Dat is tegen het zere been van China dat van plan lijkt de verklaring te vertragen, omdat de JD, naast de Dalai Lama en de Panchen Lama, een invloedrijke stem zou hebben bij de reïncarnatie van de 15e Dalai Lama.
Media melden verder dat China waarschijnlijk ten volle zal profiteren van de situatie en agressief zal proberen zich binnen te dringen in de boeddhistische kring van Mongolië om invloed uit te oefenen op de benoeming van de 10e JD, die gevolgen zou hebben voor de kwestie van de opvolging van de Dalai Lama, en op zijn beurt zou beslissen over de toekomstige koers van het Tibetaans boeddhisme. Volgens het rapport heeft Peking aangegeven dat het het kind alleen als de 10e JD zou erkennen indien hij niet door de Dalai Lama zou worden erkend en de Mongoolse regering hem naar China zou sturen om te studeren.

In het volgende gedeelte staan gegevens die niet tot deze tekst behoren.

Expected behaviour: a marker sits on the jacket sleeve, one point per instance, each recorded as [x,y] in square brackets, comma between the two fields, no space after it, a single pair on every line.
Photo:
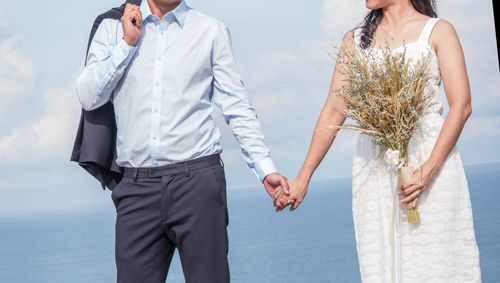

Peking heeft lange tijd gebruik gemaakt van economische dwang om Mongolië ervan te weerhouden de Tibetanen en de Dalai Lama te steunen. Dit was het best te zien toen het zware sancties oplegde aan Mongolië na het bezoek van de Dalai Lama in november 2016 aan Ulaanbaatar, toen hij aankondigde dat de 10e JD was geïdentificeerd.
Gelugtraditie
De jebtsundamba koetoektoe, ook wel bogd(o) gegen, is het hoofd van de gelugtraditie binnen het Tibetaans boeddhisme in Mongolië. Meestal wordt de titel afgekort tot Jebtsundamba of Jabzandamba. Bogd gegen laat zich vertalen met schitterende heiligheid.
In het gebied dat nu de huidige Chinese provincie Binnen-Mongolië is, was vanaf begin 18e eeuw de Changkya Koetoektoe de hoogste boeddhistische geestelijke. De belangrijkste tulku in die lijn was Changkya Rölpe Dorje (1717-1786)
De eerste Mongoolse jebtsundamba (en eerste bogd gegen) was Zanabazar (1635-1723), een achterkleinzoon van Altan Khan, die in de 16e eeuw een belangrijke rol speelde bij de herintroductie van het boeddhisme bij de Mongolen. Op basis van die relatie stamde Zanabazar ook in een rechte lijn af van de grote khans van de Mongolen (Dzjengis Khan, Ögedei Khan en Koeblai Khan). Oorspronkelijk was Zanabazar een volgeling van de sakyaorde in het Tibetaanse boeddhisme.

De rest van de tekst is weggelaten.